Members of the ASTI and TUI yesterday picketed the Limerick Education Centre in Dooradoyle, where English teachers were due for a CPD course ahead of assessing their students for state examinations for the first time next year.
A spokesperson for Limerick Education Centre said the numbers who attended were “low” without giving an exact figure.
But Peter Quinn, regional representative for the ASTI in Clare Limerick and Nenagh, said: “as far as I know only one person went ahead and did it and they may not be a member of a union”.
Union members, he said, had mounted the picket “because we are still in an industrial dispute and we think it is rather a provocative decision by the minister to go ahead and do this (training)”.
With exam season almost upon us, teachers have no plan for a repeat of the nationwide strike that saw over 700 secondary schools around the country close for a day in January. But a lunchtime protest will be mounted by teachers at schools around the country on May 7.

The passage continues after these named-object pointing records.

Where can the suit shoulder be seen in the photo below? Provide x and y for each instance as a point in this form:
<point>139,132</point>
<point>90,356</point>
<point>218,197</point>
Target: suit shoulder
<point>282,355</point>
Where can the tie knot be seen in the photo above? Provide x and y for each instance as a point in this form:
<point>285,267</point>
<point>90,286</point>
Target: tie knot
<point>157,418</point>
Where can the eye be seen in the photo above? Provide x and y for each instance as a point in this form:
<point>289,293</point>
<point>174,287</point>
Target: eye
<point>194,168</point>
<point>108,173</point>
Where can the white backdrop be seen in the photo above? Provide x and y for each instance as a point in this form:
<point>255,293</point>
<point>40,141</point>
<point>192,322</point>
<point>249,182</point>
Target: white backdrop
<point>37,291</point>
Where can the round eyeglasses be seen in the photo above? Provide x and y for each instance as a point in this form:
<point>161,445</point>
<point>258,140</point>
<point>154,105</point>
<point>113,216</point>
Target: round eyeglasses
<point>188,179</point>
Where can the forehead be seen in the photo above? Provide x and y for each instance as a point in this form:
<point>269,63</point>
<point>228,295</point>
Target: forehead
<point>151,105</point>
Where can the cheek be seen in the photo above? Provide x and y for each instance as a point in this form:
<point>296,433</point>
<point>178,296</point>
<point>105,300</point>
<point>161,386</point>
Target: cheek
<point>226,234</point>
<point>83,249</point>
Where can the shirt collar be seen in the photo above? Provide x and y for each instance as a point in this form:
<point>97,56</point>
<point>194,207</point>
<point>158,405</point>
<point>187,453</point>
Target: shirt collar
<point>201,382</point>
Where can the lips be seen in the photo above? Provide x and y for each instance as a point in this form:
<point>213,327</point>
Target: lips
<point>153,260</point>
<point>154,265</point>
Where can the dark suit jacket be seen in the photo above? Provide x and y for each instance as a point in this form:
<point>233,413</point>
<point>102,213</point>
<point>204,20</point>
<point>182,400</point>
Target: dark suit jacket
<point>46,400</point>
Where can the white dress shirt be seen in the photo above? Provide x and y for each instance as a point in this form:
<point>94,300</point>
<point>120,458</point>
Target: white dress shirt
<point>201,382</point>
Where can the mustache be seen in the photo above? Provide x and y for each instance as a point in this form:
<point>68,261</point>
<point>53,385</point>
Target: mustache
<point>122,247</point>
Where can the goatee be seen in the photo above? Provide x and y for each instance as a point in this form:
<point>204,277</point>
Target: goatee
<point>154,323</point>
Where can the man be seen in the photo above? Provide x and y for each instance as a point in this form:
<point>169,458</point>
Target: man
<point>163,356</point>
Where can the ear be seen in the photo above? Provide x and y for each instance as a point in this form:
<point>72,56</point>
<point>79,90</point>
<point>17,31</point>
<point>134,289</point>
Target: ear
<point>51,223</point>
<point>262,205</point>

The dispute was now at “an impasse” over the fundamental issue of teachers assessing their own students for exam purposes, Mr Quinn said.
“I was rather disappointed during the teachers conference to hear the minister say she wasn’t going to capitulate to the teachers or the unions. But this dispute is not about saving face. The winners or losers will not be the teachers or the minister but the losers will be the education system,” he added.
Minister O’Sullivan countered that “teachers assess their own students all the time” whether that was at second level parent-teacher meetings or TUI members grading students for exam purposes at third level. She said all the other stakeholders in education were behind the reform agenda.
“I really think they need to re-examine this. We can’t have one group of people holding it up. Teachers are very important in education but all the other partners are important as well. Parents are important, students are important, principals and management bodies are important,” she said.
With the first English project works to be assessed next year, Minister O’Sullivan said she was “obliged” to go ahead with the training programme even if unions “are using it as part of the dispute”.
“I find it quite incongruous that teachers, who are all about expanding people’s knowledge, would want to stop teachers from expanding their knowledge,” she added.